Is Base64 Encoded BSON smaller then BSON?
No: with base64, 3 bytes of plaintext become 4 bytes of encoded text, therefore the result will always be larger, no matter what the data payload is. See also: http://en.wikipedia.org/wiki/Base64
Piskvor's right, base64-encoded-anything is longer than raw. You base64-encode something to get it down a channel with a limited character repertoire, not as a means of reducing size.
Perhaps the question should be: Is Base64-encoded BSON smaller then JSON?
If so then JSON-vs-BSON is very much dependent on the content. For example arbitrary floating point numbers like 1.2345678901234567
are more efficiently stored in 8 binary bytes in BSON than the JSON string digit version. But the more common numbers like, say, 1
, are much more efficiently stored as strings in JSON.
For string values, BSON loses 4 bytes for a length word, but gets some back for every "
and \
JSON has to escape, plus more in strings with control characters where JSON has to use a hex sequence. (Some JSON encoders also \u
-escape every non-ASCII character to ensure safe transmission regardless of character set.)
IMO: BSON does not have a big compactness advantage over JSON in general.

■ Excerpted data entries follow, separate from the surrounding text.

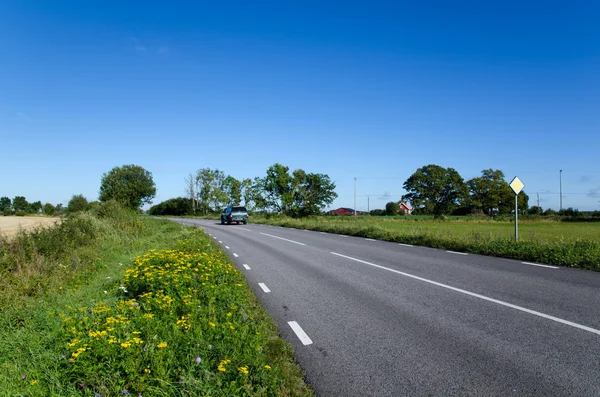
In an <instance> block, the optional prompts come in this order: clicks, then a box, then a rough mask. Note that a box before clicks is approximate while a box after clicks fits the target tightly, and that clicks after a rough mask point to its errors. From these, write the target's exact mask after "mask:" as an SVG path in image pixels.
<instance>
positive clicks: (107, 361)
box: [0, 203, 311, 396]
mask: <svg viewBox="0 0 600 397" xmlns="http://www.w3.org/2000/svg"><path fill="white" fill-rule="evenodd" d="M0 252H1V256H0V259H1V260H0V269H1V271H2V276H3V277H2V280H1V281H0V282H1V283H2V287H3V292H4V293H3V294H2V295H6V296H1V297H0V302H1V305H0V356H1V357H2V358H3V360H2V363H1V364H0V390H2V395H7V396H8V395H15V396H21V395H23V396H97V395H101V396H115V395H136V396H137V395H138V394H142V395H144V396H180V395H213V396H221V395H223V396H225V395H257V396H261V395H270V396H276V395H283V396H292V395H311V391H310V389H308V387H307V386H306V385H305V384H304V382H303V380H302V372H301V370H300V369H299V367H298V366H297V365H296V364H295V363H294V361H293V352H292V350H291V347H290V346H289V345H287V344H286V343H285V342H283V341H282V340H281V339H280V338H279V336H278V334H277V329H276V327H275V326H274V324H273V322H272V320H271V319H270V318H269V316H268V314H267V313H266V312H265V311H264V309H262V307H261V306H260V304H259V303H258V301H257V300H256V298H255V297H254V295H253V294H252V292H251V290H250V288H249V287H248V286H247V285H246V283H245V281H244V279H243V276H242V275H241V274H240V273H239V272H238V271H237V270H236V269H235V268H234V267H233V265H232V263H231V261H230V260H229V258H228V257H227V256H226V255H225V254H224V253H223V252H222V251H221V250H220V248H219V247H218V246H217V245H215V244H214V243H213V242H212V241H210V239H209V238H208V236H206V235H205V234H204V233H203V232H201V231H199V230H197V229H192V228H186V227H183V226H181V225H178V224H175V223H173V222H168V221H164V220H156V219H152V218H148V217H140V216H137V215H135V214H133V213H131V212H129V211H127V210H123V209H122V208H120V207H119V206H118V205H117V204H115V203H109V204H103V205H102V206H100V207H99V208H97V209H95V210H94V211H93V212H90V213H81V214H76V215H72V216H70V217H68V218H65V219H64V220H63V221H62V222H61V224H60V225H57V226H56V227H55V228H53V229H47V230H37V231H34V232H33V233H30V234H25V233H22V234H20V235H18V236H17V237H16V238H15V239H11V241H7V240H3V241H2V242H1V245H0Z"/></svg>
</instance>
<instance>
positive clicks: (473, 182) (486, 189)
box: [467, 168, 514, 215]
mask: <svg viewBox="0 0 600 397" xmlns="http://www.w3.org/2000/svg"><path fill="white" fill-rule="evenodd" d="M467 186H468V187H469V191H470V197H469V203H470V205H471V208H475V209H479V210H481V211H483V213H484V214H486V215H493V213H494V211H500V208H503V209H505V207H506V198H507V197H508V194H509V193H511V192H512V189H511V188H510V186H508V183H506V181H505V179H504V173H503V172H502V171H500V170H492V169H491V168H490V169H487V170H483V171H481V176H480V177H476V178H473V179H470V180H469V181H467ZM513 194H514V192H513ZM513 207H514V205H513Z"/></svg>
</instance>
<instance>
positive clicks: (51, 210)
mask: <svg viewBox="0 0 600 397" xmlns="http://www.w3.org/2000/svg"><path fill="white" fill-rule="evenodd" d="M43 210H44V214H46V215H50V216H52V215H54V206H53V205H52V204H50V203H46V204H44V207H43Z"/></svg>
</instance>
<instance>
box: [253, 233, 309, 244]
mask: <svg viewBox="0 0 600 397" xmlns="http://www.w3.org/2000/svg"><path fill="white" fill-rule="evenodd" d="M261 234H262V235H265V236H269V237H273V238H278V239H279V240H284V241H289V242H290V243H294V244H298V245H306V244H304V243H299V242H298V241H294V240H288V239H287V238H283V237H279V236H273V235H272V234H267V233H261Z"/></svg>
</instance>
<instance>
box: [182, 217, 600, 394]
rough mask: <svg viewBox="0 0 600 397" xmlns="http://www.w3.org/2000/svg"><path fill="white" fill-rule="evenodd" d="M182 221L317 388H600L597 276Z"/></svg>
mask: <svg viewBox="0 0 600 397" xmlns="http://www.w3.org/2000/svg"><path fill="white" fill-rule="evenodd" d="M173 220H174V221H177V222H180V223H183V224H187V225H194V226H197V227H200V228H202V229H204V230H205V231H206V232H207V233H209V234H210V235H211V236H213V238H214V239H215V241H216V242H217V243H219V242H220V245H221V246H222V248H223V249H224V250H225V251H226V252H227V253H228V254H229V255H230V256H231V258H232V259H233V260H234V262H235V263H236V265H237V267H238V269H239V270H240V271H241V272H243V273H244V274H245V276H246V279H247V280H248V282H249V284H250V285H251V286H252V288H253V289H254V292H255V293H256V295H257V296H258V297H259V299H260V300H261V302H262V303H263V305H264V306H265V308H266V309H267V310H268V311H269V313H270V314H271V316H272V317H273V319H274V320H275V321H276V323H277V326H278V327H279V330H280V333H281V335H282V336H283V338H284V339H285V340H287V341H288V342H289V343H290V344H292V345H293V346H294V348H295V355H296V359H297V360H298V362H299V363H300V365H301V366H302V367H303V369H304V370H305V371H306V377H307V379H306V380H307V382H308V383H309V384H311V385H312V387H313V388H314V389H315V391H316V393H317V394H318V395H321V396H405V395H406V396H421V395H427V396H429V395H444V396H453V395H456V396H467V395H472V396H488V395H494V396H496V395H502V396H503V395H511V396H524V395H525V396H529V395H540V396H570V395H572V396H600V380H599V379H600V376H599V374H600V273H596V272H591V271H581V270H576V269H568V268H553V267H546V266H539V265H543V264H527V263H523V262H521V261H515V260H509V259H502V258H492V257H485V256H479V255H466V254H462V253H456V252H451V251H444V250H437V249H431V248H424V247H413V246H407V245H400V244H396V243H390V242H382V241H375V240H369V239H364V238H359V237H347V236H340V235H335V234H327V233H321V232H311V231H304V230H297V229H286V228H280V227H273V226H266V225H255V224H248V225H239V226H237V225H229V226H227V225H225V226H222V225H220V224H218V222H216V221H207V220H193V219H173ZM225 247H228V248H225Z"/></svg>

Its strength lies more in simplicity of decoding in a low-level language, plus datatypes JavaScript doesn't have. It can have marginal advantages for binary strings and a few other cases; it's certainly worth checking for a particular workload. But it's telling that the examples in the BSON specification itself are considerably smaller in JSON.
As for base64-encoded BSON: the same, except 33% worse.